FIGURAS DEL GIRO. (3) EL ENSO, COMO EJERCICIO



El enso (círculo) o ichi enso (círculo primigenio) está ampliamente difundido en la cultura japonesa. No es un kanji (ideograma simbólico) sino un signo que funciona, de modo inseparable, como propedéutica estética y como símbolo del ámbito de lo humano. Veamos ambos aspectos por separado.

No hay artista plástico nipón de calibre que no considere el trazado de un enso como práctica (a menudo diaria) de predisposición corporal (gestual, postural, manual, visual) y mental (emocional). Cada enso constituye una simple pincelada, un trazo escueto que ejecuta sin dilación, una acometida rítmica que no admite corrección. Plasmar cada círculo exige del artista una preparación minuciosa: ¿qué tamaño de pincel, qué densidad de tinta, qué superficie de apoyo, qué hora del día? Para cada artista, la preparación al dibujo de un enso coincide con los pasos y gestos que definen el modo de entablarse ante el arte y, más allá, ante su existencia de ese día. En el quehacer artístico, técnica y vida forman parte del mismo movimiento, que el gesto de un enso intenta capturar. Eso lo sabe el artista. En todo caso, lo va descubriendo como requisito, lo va aprendiendo como sutil expresión de su práctica.

Trazar un enso entraña cada vez una experiencia. Cada trazo plantea un desafío: es un modo de medirse ante las circunstancias de ese momento; activa una amable ascesis de acomodación de la persona al torrente de lo que vive, en ella y alrededor. Dicen que el estado físico y anímico del artista puede leerse con claridad en el modo de ejecución de dicho círculo, en sus cotas variables de equilibrio y desequilibrio. La técnica de plasmación de un enso siempre procura ser la misma, o parecida, según el estilo del artista. Pero la vida se empeña en dejar cada vez impresa su huella, a través de hechos exteriores (por ejemplo: la materialidad de los instrumentos) o interiores (básicamente la forma emotiva de reaccionar a cada situación, según estados de ánimo, condiciones climáticas, espaciales, etc.).

La técnica del enso constituye la máxima explicitación de la presencia de lo humano como cuerpo-mente. Y, a la vez, la más escueta manifestación de ese momento irrepetible del vacío tomando una forma, cada vez de modo cambiante.

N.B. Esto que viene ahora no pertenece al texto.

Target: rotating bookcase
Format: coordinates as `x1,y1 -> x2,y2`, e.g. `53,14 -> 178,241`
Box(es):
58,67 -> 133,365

Se va dando a conocer un joven y ya grande plástico argentino llamado Emilio Fatuzzo. Desde hace años, cada jueves entrelaza su práctica pictórica con la composición de un haiku, terceto japonés de 17 sílabas. Pero es otra particularidad suya la que quiero sacar a colación: durante un año entero fue componiendo, día tras día, un diminuto enso en un enorme bastidor. Una marca cotidiana de su manera de ver y sentir como artista y persona. En su taller de Flores, a lo largo de 365 días se fue gestando un cuadro de considerable dimensión y de trabajado equilibrio. Un ejercicio de paciencia, entereza y esperanza. Hoy día ese cuadro preside la entrada de su taller de Barracas. No resulta fácil circular por ese amplio espacio sin cruzarse con esa tela, testigo mudo (y elocuente) de la posición de un pintor ante el arte y el mundo.